No matter how your seasons have gone in the past, there is no way to create a full-proof plan for dealing with the weather. Call it climate change. Call it unpredictable. All I know, is that Mother Nature has a mind of her own and we’re just along for the ride.

Know Your Seed Supplier

I’m always on the look out for hard-to-find varieties and crosses, or even the trendiest of the trendy to grow. I love the variety shape, color and flavor that exists with the pepper realm. But, finding the right seeds in order to grow the latest superhot cross or the most sought after wild chile can be a dicey affair.

I always do my research and check with other growers whom I am in contact with. But even then, the end result doesn’t always equal that label on your seed packet. For instance, I purchased seeds through Instagram from a supplier that I have seen good results from via other growers. I’m not sure if this supplier sources their seeds from elsewhere or they weren’t paying attention while packing their product, but the Caramel Scorponero seeds I started did not produce that pepper. In fact, they produced to different varieties all together – a peach scorpion of some sort and Aji Rojo seen below.

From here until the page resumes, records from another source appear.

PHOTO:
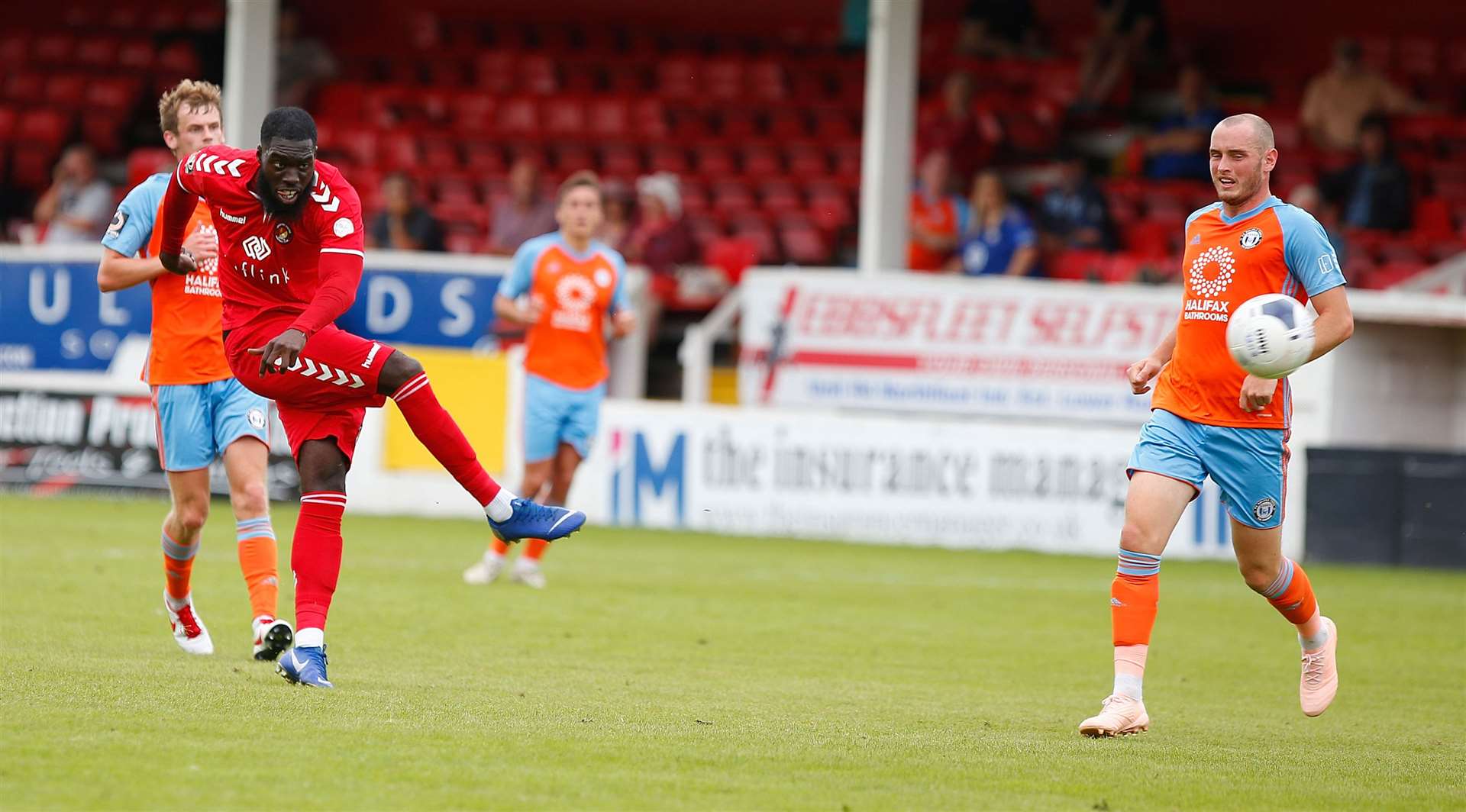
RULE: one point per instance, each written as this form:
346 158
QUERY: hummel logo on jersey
257 248
326 198
325 374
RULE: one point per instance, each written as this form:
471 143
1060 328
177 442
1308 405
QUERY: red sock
315 556
443 439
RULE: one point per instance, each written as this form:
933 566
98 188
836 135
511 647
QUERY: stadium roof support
886 148
250 69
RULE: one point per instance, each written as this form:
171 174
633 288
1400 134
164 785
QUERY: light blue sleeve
619 299
964 214
131 226
1308 253
521 273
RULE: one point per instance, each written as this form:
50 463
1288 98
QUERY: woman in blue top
1000 238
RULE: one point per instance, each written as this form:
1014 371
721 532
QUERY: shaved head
1260 128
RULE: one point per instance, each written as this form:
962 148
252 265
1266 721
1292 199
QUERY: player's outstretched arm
1335 323
1144 371
178 205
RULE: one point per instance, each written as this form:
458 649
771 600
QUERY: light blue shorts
1249 465
554 415
199 421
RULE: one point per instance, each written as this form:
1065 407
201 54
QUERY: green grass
676 670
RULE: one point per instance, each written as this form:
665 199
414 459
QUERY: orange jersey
575 294
948 216
188 345
1274 248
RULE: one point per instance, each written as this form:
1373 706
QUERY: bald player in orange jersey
1213 420
202 411
563 286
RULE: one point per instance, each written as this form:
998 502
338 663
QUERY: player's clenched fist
1257 393
1142 372
181 263
280 353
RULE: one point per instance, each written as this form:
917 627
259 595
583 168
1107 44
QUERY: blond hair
192 94
583 178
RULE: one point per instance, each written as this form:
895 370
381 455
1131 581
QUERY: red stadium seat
137 55
44 128
761 160
713 162
1432 219
678 78
474 113
518 116
563 118
609 118
731 256
806 162
780 198
66 90
667 159
621 160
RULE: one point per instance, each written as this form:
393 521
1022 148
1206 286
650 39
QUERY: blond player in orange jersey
202 411
1213 420
562 286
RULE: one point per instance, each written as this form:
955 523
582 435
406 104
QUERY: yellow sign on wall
476 390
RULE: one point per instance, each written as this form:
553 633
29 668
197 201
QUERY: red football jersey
270 267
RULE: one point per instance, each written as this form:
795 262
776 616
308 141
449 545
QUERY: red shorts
326 395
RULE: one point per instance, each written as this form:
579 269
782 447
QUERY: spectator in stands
1179 147
525 214
1308 198
997 28
1375 191
78 204
403 224
301 62
1074 213
951 127
1338 100
1002 240
661 240
937 218
616 224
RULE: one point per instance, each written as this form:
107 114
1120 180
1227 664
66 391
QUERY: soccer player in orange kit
202 411
570 285
1213 420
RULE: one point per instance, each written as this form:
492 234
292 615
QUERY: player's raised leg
315 557
1284 584
489 568
1153 508
182 530
245 461
528 569
511 517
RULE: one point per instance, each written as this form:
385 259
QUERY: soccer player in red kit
292 235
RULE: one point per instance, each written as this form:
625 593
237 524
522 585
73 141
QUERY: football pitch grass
680 670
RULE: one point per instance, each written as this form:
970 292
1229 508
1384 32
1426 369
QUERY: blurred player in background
562 288
1213 420
202 411
292 259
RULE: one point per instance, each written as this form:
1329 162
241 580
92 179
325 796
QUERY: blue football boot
537 520
304 665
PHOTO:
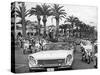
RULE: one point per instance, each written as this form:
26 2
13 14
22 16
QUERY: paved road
22 62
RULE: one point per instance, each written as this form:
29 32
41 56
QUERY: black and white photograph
49 37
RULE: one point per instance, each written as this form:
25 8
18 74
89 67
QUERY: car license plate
50 69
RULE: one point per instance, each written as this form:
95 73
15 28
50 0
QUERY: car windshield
58 46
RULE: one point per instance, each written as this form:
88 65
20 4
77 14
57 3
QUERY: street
21 62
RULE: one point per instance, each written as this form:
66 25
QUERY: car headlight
33 60
69 57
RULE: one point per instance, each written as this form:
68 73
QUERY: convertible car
50 60
87 50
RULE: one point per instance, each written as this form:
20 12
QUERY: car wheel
30 70
24 51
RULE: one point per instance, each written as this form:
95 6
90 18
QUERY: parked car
86 49
50 60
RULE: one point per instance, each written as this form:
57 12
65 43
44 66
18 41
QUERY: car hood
51 54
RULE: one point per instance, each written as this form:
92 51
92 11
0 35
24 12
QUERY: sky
87 14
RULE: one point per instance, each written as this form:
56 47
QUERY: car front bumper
45 68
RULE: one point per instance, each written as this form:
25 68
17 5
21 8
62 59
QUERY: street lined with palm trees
70 30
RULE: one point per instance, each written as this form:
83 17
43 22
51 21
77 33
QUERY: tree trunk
44 22
57 28
39 19
23 20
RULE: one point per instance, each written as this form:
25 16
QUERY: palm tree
72 20
64 27
12 15
58 14
36 11
46 11
22 13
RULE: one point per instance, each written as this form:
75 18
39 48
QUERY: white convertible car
51 59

wheel barrow full of pepper plants

Not all supplier experiences are dire, of course. This is just one of a handful of hiccups this season. This is more a reminder for myself (and perhaps, you dear reader) do always do your research and to always be prepared to be surprised – even my the most reputable of seed providers.

Next Season

So while I wait for my last plant – a 7 Pot Primo – to finish with the last few pods to ripen, I’m already planning for next season. Actually, I started planning for next season a couple of months ago, but until I announce my plans for 2021, I still have several pepper reviews to publish before the end of the year.

I hope everyone has had a exciting and fruitful season. For those of you on the other side of the world who are just getting started with your next season, best of luck and happy growing.